The idea is to identify and develop key locations on the Network that have the required facilities, as well as barrier-free, smooth surfaced, accessible paths, to serve as adaptive cycling hubs.
Kierson will be travelling to the USA and Canada in spring and summer in 2024 to visit world leading adaptive cycling centres, inclusive cycling programmes and state of the art cycle manufacturers.
He said: "I know from my own experience of a spinal cord injury, suffered 25 years ago this summer, just how much mobility and independence cycling offers.
"Getting about on foot is slow and a bit of a struggle for me, but on a bike, I can be fast and free.
"And there has been so much improvement in the range and quality of adaptive cycles recently, especially with new light-weight materials and electric assist.
"I want to give more disabled people the opportunity to experience these benefits and think that the National Cycle Network can play a key role.

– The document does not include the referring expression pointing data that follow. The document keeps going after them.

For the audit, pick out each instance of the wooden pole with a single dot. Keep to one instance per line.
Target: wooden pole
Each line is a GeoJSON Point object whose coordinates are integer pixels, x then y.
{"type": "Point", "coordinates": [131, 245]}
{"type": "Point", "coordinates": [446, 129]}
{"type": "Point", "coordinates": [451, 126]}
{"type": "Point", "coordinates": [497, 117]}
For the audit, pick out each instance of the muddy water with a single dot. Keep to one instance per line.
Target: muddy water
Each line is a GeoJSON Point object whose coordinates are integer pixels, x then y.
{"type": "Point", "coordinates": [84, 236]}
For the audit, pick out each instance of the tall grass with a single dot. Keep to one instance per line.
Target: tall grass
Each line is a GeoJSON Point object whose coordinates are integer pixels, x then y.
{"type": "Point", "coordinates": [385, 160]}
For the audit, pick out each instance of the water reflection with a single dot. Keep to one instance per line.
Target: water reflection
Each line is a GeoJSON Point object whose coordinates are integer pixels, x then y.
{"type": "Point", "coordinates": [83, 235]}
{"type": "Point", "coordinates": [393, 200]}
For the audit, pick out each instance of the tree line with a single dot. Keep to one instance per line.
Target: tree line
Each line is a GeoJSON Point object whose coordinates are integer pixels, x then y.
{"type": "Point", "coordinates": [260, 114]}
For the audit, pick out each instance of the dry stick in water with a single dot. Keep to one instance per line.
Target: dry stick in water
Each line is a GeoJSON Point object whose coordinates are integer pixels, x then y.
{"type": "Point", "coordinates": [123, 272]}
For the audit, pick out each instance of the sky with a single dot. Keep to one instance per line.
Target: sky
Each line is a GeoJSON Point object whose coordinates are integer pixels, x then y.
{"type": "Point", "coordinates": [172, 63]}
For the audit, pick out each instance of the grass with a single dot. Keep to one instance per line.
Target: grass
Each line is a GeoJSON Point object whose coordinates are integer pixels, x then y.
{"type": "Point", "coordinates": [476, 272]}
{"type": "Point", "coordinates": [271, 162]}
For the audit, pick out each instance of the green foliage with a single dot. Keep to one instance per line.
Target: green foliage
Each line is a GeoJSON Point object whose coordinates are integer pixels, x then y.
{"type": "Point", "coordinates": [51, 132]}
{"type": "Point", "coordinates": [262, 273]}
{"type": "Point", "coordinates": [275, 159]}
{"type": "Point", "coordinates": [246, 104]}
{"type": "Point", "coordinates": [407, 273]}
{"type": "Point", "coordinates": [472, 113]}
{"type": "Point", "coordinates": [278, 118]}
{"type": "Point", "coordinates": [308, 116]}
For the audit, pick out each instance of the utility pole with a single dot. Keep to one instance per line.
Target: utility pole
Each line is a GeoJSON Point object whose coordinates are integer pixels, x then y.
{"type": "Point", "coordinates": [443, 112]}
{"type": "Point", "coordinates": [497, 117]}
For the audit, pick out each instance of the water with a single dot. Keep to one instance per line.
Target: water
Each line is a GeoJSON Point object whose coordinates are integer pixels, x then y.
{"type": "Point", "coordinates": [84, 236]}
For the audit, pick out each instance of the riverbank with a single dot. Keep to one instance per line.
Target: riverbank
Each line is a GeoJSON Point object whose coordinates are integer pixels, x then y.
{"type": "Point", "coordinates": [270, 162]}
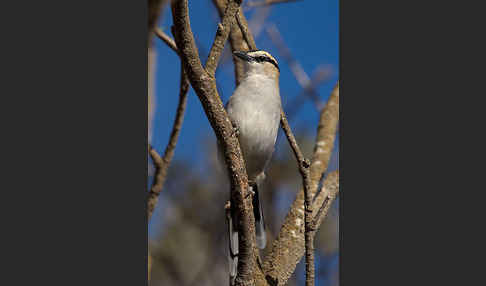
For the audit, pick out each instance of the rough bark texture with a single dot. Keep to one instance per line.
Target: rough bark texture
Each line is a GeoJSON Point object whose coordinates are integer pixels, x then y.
{"type": "Point", "coordinates": [237, 41]}
{"type": "Point", "coordinates": [204, 84]}
{"type": "Point", "coordinates": [162, 164]}
{"type": "Point", "coordinates": [308, 230]}
{"type": "Point", "coordinates": [288, 248]}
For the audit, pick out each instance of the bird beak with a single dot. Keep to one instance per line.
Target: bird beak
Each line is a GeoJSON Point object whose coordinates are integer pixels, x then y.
{"type": "Point", "coordinates": [243, 55]}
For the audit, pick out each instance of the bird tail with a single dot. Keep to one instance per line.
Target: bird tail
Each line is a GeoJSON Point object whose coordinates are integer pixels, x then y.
{"type": "Point", "coordinates": [261, 236]}
{"type": "Point", "coordinates": [233, 246]}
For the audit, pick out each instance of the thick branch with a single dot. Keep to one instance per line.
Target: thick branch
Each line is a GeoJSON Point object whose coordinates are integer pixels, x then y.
{"type": "Point", "coordinates": [204, 85]}
{"type": "Point", "coordinates": [288, 248]}
{"type": "Point", "coordinates": [162, 164]}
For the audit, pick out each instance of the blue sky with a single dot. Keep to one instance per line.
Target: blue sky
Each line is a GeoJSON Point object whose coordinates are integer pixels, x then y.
{"type": "Point", "coordinates": [309, 28]}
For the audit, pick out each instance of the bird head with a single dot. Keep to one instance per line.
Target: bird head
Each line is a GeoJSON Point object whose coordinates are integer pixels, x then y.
{"type": "Point", "coordinates": [260, 62]}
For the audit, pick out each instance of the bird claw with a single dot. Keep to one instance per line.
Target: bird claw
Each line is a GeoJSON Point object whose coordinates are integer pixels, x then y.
{"type": "Point", "coordinates": [236, 129]}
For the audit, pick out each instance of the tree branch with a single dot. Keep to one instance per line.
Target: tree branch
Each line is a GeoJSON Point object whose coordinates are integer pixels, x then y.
{"type": "Point", "coordinates": [221, 36]}
{"type": "Point", "coordinates": [236, 39]}
{"type": "Point", "coordinates": [203, 82]}
{"type": "Point", "coordinates": [162, 164]}
{"type": "Point", "coordinates": [288, 248]}
{"type": "Point", "coordinates": [243, 24]}
{"type": "Point", "coordinates": [167, 39]}
{"type": "Point", "coordinates": [308, 230]}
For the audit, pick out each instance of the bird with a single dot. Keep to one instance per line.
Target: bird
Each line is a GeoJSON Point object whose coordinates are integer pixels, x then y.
{"type": "Point", "coordinates": [254, 110]}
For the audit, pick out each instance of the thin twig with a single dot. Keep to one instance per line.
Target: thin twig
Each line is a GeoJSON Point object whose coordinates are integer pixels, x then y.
{"type": "Point", "coordinates": [243, 24]}
{"type": "Point", "coordinates": [288, 248]}
{"type": "Point", "coordinates": [162, 164]}
{"type": "Point", "coordinates": [167, 39]}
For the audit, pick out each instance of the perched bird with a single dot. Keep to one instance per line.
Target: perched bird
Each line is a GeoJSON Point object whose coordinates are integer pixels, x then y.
{"type": "Point", "coordinates": [254, 110]}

"The prospect of planning a research trip to visit and learn from the best adaptive cycling hubs, accessible trail centres and manufacturers in the world is very exciting."
Kierson described the moment he found out his application was successful as one he'd "never forget".
He added: "I had put such a lot of time and effort into the application. Stage one applications start in September, stage two in February, and then either an online or an in-person interview early in May at a venue close to Westminster Abbey.
"I was very nervous for the interview - the panel included the amazing para-Olympian Baroness Tanni Grey Thompson and Julia Weston, chief executive of the Fellowship.
"So, when the good news finally came through, I was both surprised and overjoyed.
"To have the backing and support of the Churchill Fellowship for my idea is such a boost and an official connection with people like Tanni and all of the other inspirational Fellows is such a fantastic opportunity and a great privilege.
"I would like to thank Ed Plowden, Director of Paths for Everyone at Sustrans and Isabelle Clement, CEO at Wheels for Wellbeing, for supporting my application."
Funding and support for their learning
As part of their Fellowships, Lucy and Kierson will be provided with funding and support for their international trips to visit and learn from organisations and individuals who embody best practice in their chosen field.
Once their learning is complete they will write a report summarising their findings, which will be shared within their chosen communities and on the Churchill Fellowship website.